Governance and Organizational/Legal

  • Legal entity with a Board representing ACO participants and Medicare Fee-for-Service beneficiaries
  • Organizational considerations including: Stark, Anti-Kickback, Antitrust, and Tax

Care Coordination

  • Evidence-based medicine: adoption and use of protocols
  • Care coordination, care transitions and access to services and providers typically supported by nurse care managers, navigators, etc.
  • Coordination with home and community-based services

Health Information Technology (IT)

  • Population-based clinical intelligence, decision support, registries, EHR
  • Care coordination, communication, and workflow technology
  • Secure clinical data exchange
  • Mobile consumer applications and personal health records

Analytics and Reporting

  • Consume, process, and analyze administrative and clinical data
  • Identify trends in utilization, prevalence of disease, “hotspots”
  • MSSP quality measures focused primarily on care delivered in the ambulatory setting (NQP, PQRS)

Patient Engagement

  • Activating Medicare Fee-for-Service patients and providing culturally appropriate care and improving the Medicare Fee-for-Service patient experience
  • Patient self-coordination and shared decision-making

The Affordable Care Act...

Refers to the Patient Protection and Affordable Care Act of 2010, which came about to help physicians, hospitals, and other caregivers improve the safety and quality of patient care while making health care more affordable. The intent of the act is to create a reformed health care delivery system that makes health care providers accountable for both the care and cost of care they deliver to Medicare Fee-for-Service patients. The act focuses on the needs of patients while linking payments to outcomes with the goal of improved health and communities and slow cost growth.

On March 31, 2011…

The Department of Health and Human Services (HHS) released proposed new rules to help doctors, hospitals, and other providers better coordinate care for Medicare Fee-for-Service patients through Accountable Care Organizations (ACOs). ACOs create incentives for health care providers to work together to treat an individual Medicare Fee-for-Service patient across care settings – including doctor’s offices, hospitals, and long-term care facilities. The Medicare Shared Savings Program will reward ACOs that lower growth in health care costs while meeting performance standards on quality of care and putting Medicare Fee-for-Service patients first. Provider participation in an ACO is purely voluntary.

Bon Secours Medical Group…

Established an Accountable Care Organization (Healthier Communities ACO) as the culmination of its journey toward clinical transformation and care coordination. Healthier Communities ACO is a partnership arrangement between ACO professionals (including primary care physicians) that is, effective January 1, 2020, accountable for the quality, cost, and overall care of 10,000 Medicare Fee-for-Service beneficiaries assigned to it by the Center for Medicare and Medicaid Services.

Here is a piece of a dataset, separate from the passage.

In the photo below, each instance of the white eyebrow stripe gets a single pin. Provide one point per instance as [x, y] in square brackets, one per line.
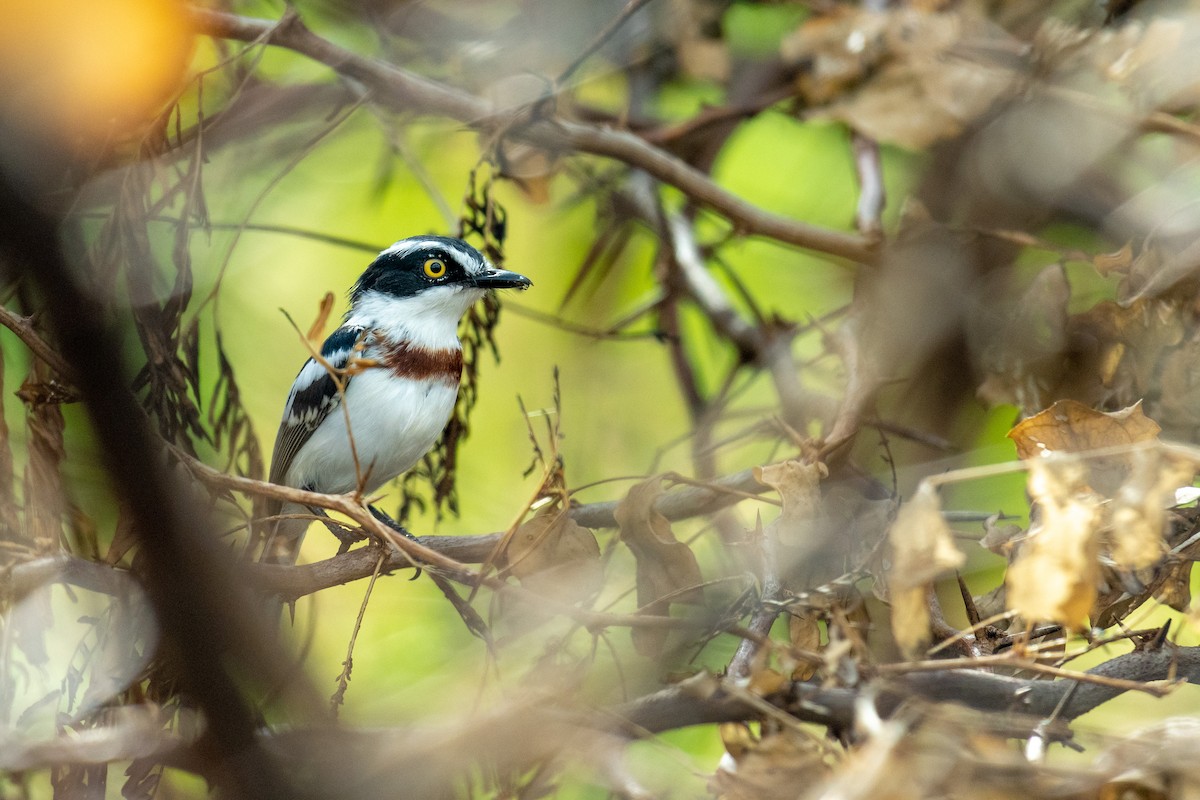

Healthier Communities ACO…

Has in place a leadership and coordination structure that includes clinical and administrative systems developed within Bon Secours Health System over the past decade. As a result, the ACO is supported by a system wide electronic health record, health information exchange, palliative care leadership, care coordination functions, community outreach professionals, and patient-centered medical home infrastructures within its primary care networks.